中古マンションを購入してから10年間は住宅借入金特別控除が受けられますが、控除の金額は消費税がかかる場合は年間最大40万円、かからない場合で年間最大20万円となり、金額が異なります。

住宅借入金特別控除の適用要件

中古マンションを購入した場合、住宅借入金特別控除の適用を受けることができます。要件は以下のようになります。

 (1) 取得した中古住宅が次のいずれにも該当する住宅であること。

  • 建築後使用されたものであること。
  • 次のいずれかに該当する住宅であること。
    • (イ) 家屋が建築された日からその取得の日までの期間が20年(マンションなどの耐火建築物の建物 の場合には25年)以下であること。
    • (ロ) 地震に対する安全上必要な構造方法に関する技術的基準又はこれに準ずるもの (耐震基準)に適合する建物であること(平成17年4月1日以後に取得をしたものに限ります。)。
    • (ハ) 平成26年4月1日以後に取得した中古住宅で、(イ)又は(ロ)のいずれにも該当しない一定のもの(要耐震改修住宅)のうち、その取得の日までに耐震改修を行うことについて申請をし、かつ、居住の用に供した日までにその耐震改修(住宅耐震改修特別控除の適用を受けるものを除きます。)により家屋が耐震基準に適合することにつき証明がされたものであること
  • 取得の時に生計を一にしており、その取得後も引き続き生計を一にする親族や特別な関係のある者などからの取得でないこと。
  • 贈与による取得でないこと。

 (2) 取得の日から6か月以内に居住の用に供し、適用を受ける各年の12月31日まで引き続いて住んでいること。

 (3) この特別控除の適用を受ける年分の合計所得金額が、3千万円以下であること。

 (4) 取得した住宅の床面積が50平方メートル以上であり、床面積の2分の1以上の部分が専ら自己の居住の用に供するものであること。

 (5) 10年以上にわたり分割して返済する方法になっている中古住宅の取得のための一定の借入金又は債務(住宅とともに取得するその住宅の敷地の用に供される土地等の取得のための借入金等を含みます。) があること。

住宅借入金等特別控除とは消費税の関係

マンションを売却したときの確定申告

住宅借入金等特別控除とは住宅ローン控除とも呼ばれるもので、申告をすれば住宅ローン等の年末残高(12月31日時点)に一定の割合を掛けた金額分を所得税から控除するというものです。

具体的には、居住の用に供した年が平成26年4月1日から平成31年6月30日までの場合で、住宅ローン等の年末残高の1%を住宅借入金等特別控除とすることができます。

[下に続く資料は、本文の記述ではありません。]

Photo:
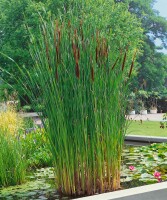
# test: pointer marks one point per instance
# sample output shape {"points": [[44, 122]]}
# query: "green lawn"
{"points": [[148, 128]]}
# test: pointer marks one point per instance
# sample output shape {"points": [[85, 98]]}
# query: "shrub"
{"points": [[12, 160], [10, 122]]}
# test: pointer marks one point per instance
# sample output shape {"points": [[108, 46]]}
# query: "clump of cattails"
{"points": [[84, 96]]}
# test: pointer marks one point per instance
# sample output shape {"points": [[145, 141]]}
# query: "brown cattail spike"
{"points": [[92, 73], [77, 70], [124, 60], [132, 64], [115, 63]]}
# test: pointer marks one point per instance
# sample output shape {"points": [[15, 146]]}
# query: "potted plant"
{"points": [[154, 96], [142, 97]]}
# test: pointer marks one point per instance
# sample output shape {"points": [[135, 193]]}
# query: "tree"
{"points": [[153, 64]]}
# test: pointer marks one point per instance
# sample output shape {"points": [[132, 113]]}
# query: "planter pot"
{"points": [[132, 112], [153, 111], [143, 112], [157, 191]]}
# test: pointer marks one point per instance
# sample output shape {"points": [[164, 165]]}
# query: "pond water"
{"points": [[145, 161]]}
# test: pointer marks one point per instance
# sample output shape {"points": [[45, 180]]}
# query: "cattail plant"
{"points": [[83, 90]]}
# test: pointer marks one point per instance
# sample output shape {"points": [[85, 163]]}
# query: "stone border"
{"points": [[157, 191]]}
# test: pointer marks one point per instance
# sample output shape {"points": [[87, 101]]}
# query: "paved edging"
{"points": [[134, 193]]}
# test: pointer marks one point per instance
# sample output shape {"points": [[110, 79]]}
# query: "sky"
{"points": [[161, 6]]}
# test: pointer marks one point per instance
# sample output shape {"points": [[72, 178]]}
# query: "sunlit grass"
{"points": [[148, 128]]}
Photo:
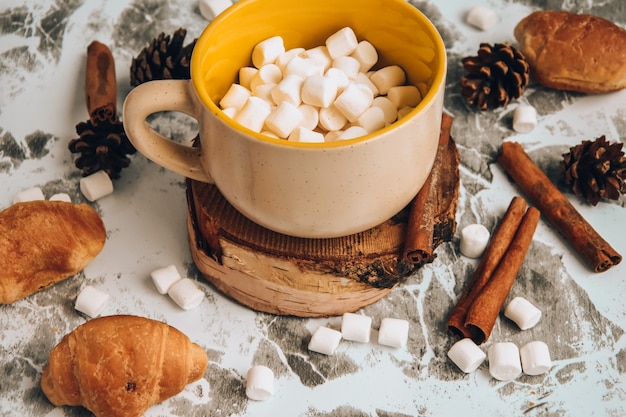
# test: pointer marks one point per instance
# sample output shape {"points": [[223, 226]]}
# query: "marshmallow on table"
{"points": [[535, 357], [324, 340], [393, 332], [61, 197], [266, 51], [91, 301], [466, 355], [96, 185], [342, 42], [186, 294], [504, 361], [209, 9], [164, 278], [474, 240], [356, 327], [30, 194], [524, 118], [481, 17], [523, 313], [260, 383]]}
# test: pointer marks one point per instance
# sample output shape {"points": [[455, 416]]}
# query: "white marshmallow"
{"points": [[164, 278], [301, 134], [372, 119], [96, 185], [481, 17], [253, 114], [353, 101], [186, 294], [61, 197], [266, 51], [524, 118], [330, 118], [310, 116], [342, 42], [235, 97], [350, 66], [288, 89], [466, 355], [267, 74], [387, 77], [389, 109], [324, 340], [246, 74], [356, 327], [260, 383], [366, 54], [91, 301], [30, 194], [318, 91], [535, 357], [393, 332], [474, 240], [284, 119], [523, 313], [404, 95], [504, 361], [209, 9]]}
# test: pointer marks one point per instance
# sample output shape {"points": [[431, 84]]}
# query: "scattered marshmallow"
{"points": [[30, 194], [164, 278], [466, 355], [96, 185], [474, 240], [393, 332], [266, 51], [535, 357], [524, 118], [342, 42], [61, 197], [481, 17], [210, 9], [260, 383], [324, 340], [504, 361], [186, 294], [356, 327], [523, 313], [91, 301]]}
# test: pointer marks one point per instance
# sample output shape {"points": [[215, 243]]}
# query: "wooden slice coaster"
{"points": [[279, 274]]}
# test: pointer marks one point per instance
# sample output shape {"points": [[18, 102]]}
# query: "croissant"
{"points": [[576, 52], [118, 366], [43, 243]]}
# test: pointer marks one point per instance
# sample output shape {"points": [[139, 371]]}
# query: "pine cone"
{"points": [[497, 75], [163, 59], [596, 170], [103, 146]]}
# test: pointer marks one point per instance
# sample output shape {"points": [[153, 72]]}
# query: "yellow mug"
{"points": [[310, 190]]}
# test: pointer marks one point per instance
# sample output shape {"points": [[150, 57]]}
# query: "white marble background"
{"points": [[42, 46]]}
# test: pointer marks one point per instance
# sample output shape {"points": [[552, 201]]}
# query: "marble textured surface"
{"points": [[42, 50]]}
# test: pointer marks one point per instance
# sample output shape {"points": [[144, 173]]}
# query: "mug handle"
{"points": [[163, 95]]}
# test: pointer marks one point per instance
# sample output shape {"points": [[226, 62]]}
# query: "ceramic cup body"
{"points": [[306, 190]]}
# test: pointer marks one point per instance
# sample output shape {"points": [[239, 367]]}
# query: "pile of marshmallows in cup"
{"points": [[321, 94]]}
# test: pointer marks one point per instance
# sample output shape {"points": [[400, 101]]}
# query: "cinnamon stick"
{"points": [[557, 209], [100, 83], [419, 241], [498, 245], [485, 309]]}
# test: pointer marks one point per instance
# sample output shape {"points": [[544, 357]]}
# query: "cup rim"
{"points": [[436, 85]]}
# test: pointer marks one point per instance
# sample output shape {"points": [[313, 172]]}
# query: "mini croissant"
{"points": [[119, 366]]}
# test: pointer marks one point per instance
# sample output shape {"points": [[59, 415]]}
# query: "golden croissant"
{"points": [[43, 243], [119, 366]]}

例えば、平成28年12月31日段階で住宅ローンの残高が1,000万円の場合、1,000万円×1%=10万円の住宅ローン控除を受けることができます。この住宅ローン控除を受けることのできる期間は最大10年間で、年間最大で40万円(つまり、住宅ローンの残高4,000万円×1%)までとなっています。

この控除限度額の規定が適用されるのは、住宅の取得等が特定取得に該当する場合になります。特定取得とは、売主が事業者で消費税10%がかかる場合です。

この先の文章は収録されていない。